Lo que más le mortificaba de salir de viaje era dejar su casa y su cama. Por eso, cuando le prometió a su hermano que llegaría a visitarlo a Tecpán, inició los preparativos y el equipaje con una semana de anticipación. Un día antes de su partida llegó a la entrada de la casa un viejo camión de mudanzas, el cual se encargó de llevar los objetos personales del abuelo para la semana que estaría fuera. Primero subieron la cama de latón con su colchoneta de algodón de rayitas rojas y azules, los cuatro almohadones de plumas, varios ponchos imitación de piel de oso, la mesa de noche de dos compartimientos, uno superior y el especial para la bacinica y las graditas de madera que utilizaba para subir a la cama porque era bajo de estatura. Una maleta de cuero con sus enseres de higiene personal, con cepillo de dientes, el tónico para la garganta, tarro de afeitar y navajas, jabón Pears, un frasco de vidrio con agua de lavanda, junto a sus siete camisas blancas enyuquilladas, cuatro pantalones de casimir gris, dos sacos y las respectivas siete corbatas para la semana. Una bufanda para el frío de Tecpán y una caja de botellas de vino tinto francés para obsequiarle a su hermano por las atenciones. También llevaba una tableta grandota de jalea de guayaba “para que no le falte su postre en el viaje”, le había dicho la abuela antes de partir, además de un tomo empastado en cuero café con las obras de Pepe Batres Montúfar que el abuelo disfrutaba leyendo cuando le daba resfrío o mal de panza y no podía salir al cine.

Un taxi llegó a recoger a mi abuelo temprano en la mañana de un día despejado de noviembre. Mi abuela y mi tía Lucita salieron a despedirlo a la puerta y no entraron de vuelta sino hasta cuando se convencieron de que el abuelo se había marchado y que el auto en que viajaba había cruzado la esquina de la Segunda Avenida, frente al Paraninfo.
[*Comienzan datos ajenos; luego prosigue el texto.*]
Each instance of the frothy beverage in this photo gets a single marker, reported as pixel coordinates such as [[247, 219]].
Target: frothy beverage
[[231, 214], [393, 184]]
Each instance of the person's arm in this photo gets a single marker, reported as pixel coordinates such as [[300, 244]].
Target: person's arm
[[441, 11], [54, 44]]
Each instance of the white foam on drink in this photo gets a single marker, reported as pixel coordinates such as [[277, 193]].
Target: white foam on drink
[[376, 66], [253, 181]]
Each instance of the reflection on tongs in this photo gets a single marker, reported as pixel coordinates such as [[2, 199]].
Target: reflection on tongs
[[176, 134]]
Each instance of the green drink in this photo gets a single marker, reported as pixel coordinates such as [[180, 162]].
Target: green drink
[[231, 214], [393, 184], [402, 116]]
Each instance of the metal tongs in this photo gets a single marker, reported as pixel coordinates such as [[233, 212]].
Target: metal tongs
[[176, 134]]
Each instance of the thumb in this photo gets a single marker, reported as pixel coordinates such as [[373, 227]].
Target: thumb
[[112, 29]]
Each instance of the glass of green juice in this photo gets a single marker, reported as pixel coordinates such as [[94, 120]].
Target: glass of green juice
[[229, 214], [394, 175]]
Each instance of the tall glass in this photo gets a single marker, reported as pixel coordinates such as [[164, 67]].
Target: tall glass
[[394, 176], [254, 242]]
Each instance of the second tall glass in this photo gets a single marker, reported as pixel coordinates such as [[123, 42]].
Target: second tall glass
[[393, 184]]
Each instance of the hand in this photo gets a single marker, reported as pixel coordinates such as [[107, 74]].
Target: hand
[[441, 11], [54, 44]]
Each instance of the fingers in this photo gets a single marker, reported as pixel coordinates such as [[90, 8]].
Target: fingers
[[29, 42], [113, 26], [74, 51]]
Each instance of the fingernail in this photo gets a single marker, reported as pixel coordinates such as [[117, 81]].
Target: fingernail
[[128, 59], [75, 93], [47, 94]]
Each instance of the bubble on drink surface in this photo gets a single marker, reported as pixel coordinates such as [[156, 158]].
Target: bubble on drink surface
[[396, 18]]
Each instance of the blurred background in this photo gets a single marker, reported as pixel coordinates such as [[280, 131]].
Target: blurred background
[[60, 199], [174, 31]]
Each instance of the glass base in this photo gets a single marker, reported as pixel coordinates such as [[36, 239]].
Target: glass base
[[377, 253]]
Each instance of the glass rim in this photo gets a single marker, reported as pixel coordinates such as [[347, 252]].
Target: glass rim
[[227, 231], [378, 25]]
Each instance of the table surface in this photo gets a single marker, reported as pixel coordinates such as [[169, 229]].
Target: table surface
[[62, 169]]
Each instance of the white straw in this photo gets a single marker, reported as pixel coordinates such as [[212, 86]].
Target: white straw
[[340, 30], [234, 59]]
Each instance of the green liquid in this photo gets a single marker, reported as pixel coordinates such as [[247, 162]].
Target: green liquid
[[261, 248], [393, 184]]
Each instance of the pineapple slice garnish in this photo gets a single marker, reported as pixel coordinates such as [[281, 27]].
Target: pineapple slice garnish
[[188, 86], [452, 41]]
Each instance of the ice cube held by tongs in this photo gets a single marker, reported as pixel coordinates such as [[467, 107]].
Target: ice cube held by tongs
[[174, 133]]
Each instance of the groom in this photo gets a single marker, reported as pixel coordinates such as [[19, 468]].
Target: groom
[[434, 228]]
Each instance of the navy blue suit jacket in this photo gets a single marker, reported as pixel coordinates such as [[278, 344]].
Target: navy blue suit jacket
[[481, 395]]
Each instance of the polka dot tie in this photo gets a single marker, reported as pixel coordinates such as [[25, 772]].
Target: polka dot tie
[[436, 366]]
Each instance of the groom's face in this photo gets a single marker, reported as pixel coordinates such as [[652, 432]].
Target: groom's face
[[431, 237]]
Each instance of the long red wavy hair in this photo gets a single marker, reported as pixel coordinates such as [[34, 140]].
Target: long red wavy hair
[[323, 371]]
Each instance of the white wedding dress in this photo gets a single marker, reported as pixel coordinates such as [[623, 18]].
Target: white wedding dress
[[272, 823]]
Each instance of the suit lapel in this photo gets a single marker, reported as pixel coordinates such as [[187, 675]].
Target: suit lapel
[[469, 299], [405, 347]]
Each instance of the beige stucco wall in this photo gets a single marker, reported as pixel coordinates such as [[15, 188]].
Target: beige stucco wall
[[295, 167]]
Como a las ocho de la noche de ese mismo día se oyeron dos grandes toquidos en el portón de la casa del Callejón Normal. “Es mi papá”, dijo mi tía incrédula. “No puede ser”, dijo la abuela. Y así fue. Mi abuelo estaba de regreso en su casa, feliz y contento después de haber realizado la hazaña. Había llegado a Tecpán a mediodía, con tiempo suficiente para almorzar con sus parientes. Obsequió el vino a su hermano y le agradeció sinceramente por tanta deferencia y dio un discurso de pie, copa en mano, a la hora del postre. Visitó el bosque, disfrutó del clima, se puso la bufanda y oyó el ruido que hace el aire al chocar con las ramas de los pinos. Todo le pareció precioso y encantador, pero a eso de las cuatro de la tarde se despidió y dijo que muchas gracias, pero que realmente no podía quedarse. De nada valieron los ruegos y las súplicas. Mi abuelo abandonó Tecpán aliviado, diciendo adiós con un pañuelo por la ventanilla del camión destartalado de la mudanza, junto con su cama de latón, el colchón de rayitas y la mesita de noche con todo y su bacinica de peltre.

El árbol de tinta

No recuerdo bien su nombre, pero sé que lo llamaban Jovencito Ruiz Lira y que vivía cerca de la iglesia de la Merced en una casa grande de paredes descascaradas de color amarillo canario. Era de baja estatura, pelo más bien quishpinudo y usaba unos anteojos redonditos y gruesos que solo se quitaba los días que se reunía con los muchachos de la cuadra para jugar pelota en los campos del Gallito. Se le miraba siempre serio y apurado, caminando de arriba para abajo por el Callejón de Jesús, por la Calle de Santa Rosa o por el Callejón del Fino, cargando bultos de ropa ajena que llevaba enrollada en una sábana de tela blanca, para que su madre la lavara y planchara en casa. Era un oficio duro, pero al Jovencito Ruiz Lira parecía agradarle pues se entretenía entrando a las grandes casas del barrio, con sus patios repletos de geranios y colas, y observar detenidamente las cosas fascinantes que sucedían adentro.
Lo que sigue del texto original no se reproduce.